La recompensa del posadero

Napoleón Bonaparte, emperador de los franceses, se había alojado en una posada situada en pleno campo para pasar la noche.

Por la mañana, se levantó de la cama, se vistió y bajó las escaleras de la posada. Varios generales que estaban en la cocina se pusieron firmes y saludaron cuando el emperador entró. El posadero y su mujer también se encontraban allí. Ambos, al principio, se habían asustado ante la presencia del ejército francés, acampado en los prados de los alrededores, y por tener al propio emperador en su casa. Sabían que éste tenía un genio terrible.

Pero ahora estaban a punto de marcharse.

Napoleón aceptó una taza de café del posadero y dijo:

—Has sido un buen huésped. Quiero recompensarte. Dime qué deseas y será tuyo.

Estas palabras sorprendieron al posadero. No esperaba qué se le pagara. Estaba asustado.

“Si pido mucho —pensó el posadero-, quizá se enfade y me castigue. Si le pido algo que no pueda darme, posiblemente se enfurecerá también”.

—¿Qué eliges? —preguntó el emperador.

—Excelencia, nuestras necesidades son pocas y tenemos cuanto deseamos. Ha sido un gran placer serviros. No queremos recompensa alguna.

—Pero yo insisto en pagarte. ¡Dime cuál es el precio! -pidió Napoleón.

—Excelencia, no necesitamos nada. Pero, si vuestro deseo es recompensamos, en vez de damos dinero, quizá podríais relatamos algún suceso.

—¿Cuál? —preguntó Napoleón.

—Hemos oído que durante la campaña de Rusia, el enemigo se apoderó de la granja donde habíais pasado la noche. Mientras los rusos registraban la casa os escondisteis en la chimenea —dijo el posadero—. Yo me consideraría recompensado si Vuestra Excelencia nos dijera cómo os sentíais mientras los rusos os buscaban.

Cuando el posadero terminó de formular su petición, miró al emperador y quedó horrorizado. Había una expresión de furia en el rostro de Napoleón. Con una señal llamó a dos de sus hombres y después se dirigió hacia la puerta.
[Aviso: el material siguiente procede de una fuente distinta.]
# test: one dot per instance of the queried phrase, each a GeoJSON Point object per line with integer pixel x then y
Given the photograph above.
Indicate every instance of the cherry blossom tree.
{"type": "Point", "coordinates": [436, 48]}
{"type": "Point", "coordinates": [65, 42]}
Los soldados se apoderaron del posadero y de su mujer y los sacaron al patio del establo, los llevaron a un rincón y los pusieron de espaldas a una valla.

El posadero comenzó a suplicar:

—jPor favor, Excelencia, tened piedad de nosotros! No lo hice con mala intención. Siento lo que dije. Si queréis matarme, perdonad al menos a mi mujer. ¡Apiadaos de nuestros hijos!

Y mientras decía esto, su mujer sollozaba desesperadamente.

El emperador permaneció impasible. Mientras tanto, los soldados ataban a la espalda las manos del posadero y de su mujer.

Después se alejaron de ellos unos pasos y el posadero vio cómo levantaban las armas y se disponían a disparar. Sólo entonces Napoleón habló:

—¡Preparados! —ordenó a los soldados—. ¡Apunten!

La mujer del posadero lanzó un grito.

—¡Alto! —gritó el emperador. Y avanzó hacia donde estaban los prisioneros.

—Ahora -dijo—, ya sabes cómo me sentía cuando los rusos me estaban buscando.

MORALEJA: A menudo no puedes comprender lo que siente una persona si no te has encontrado en situación similar.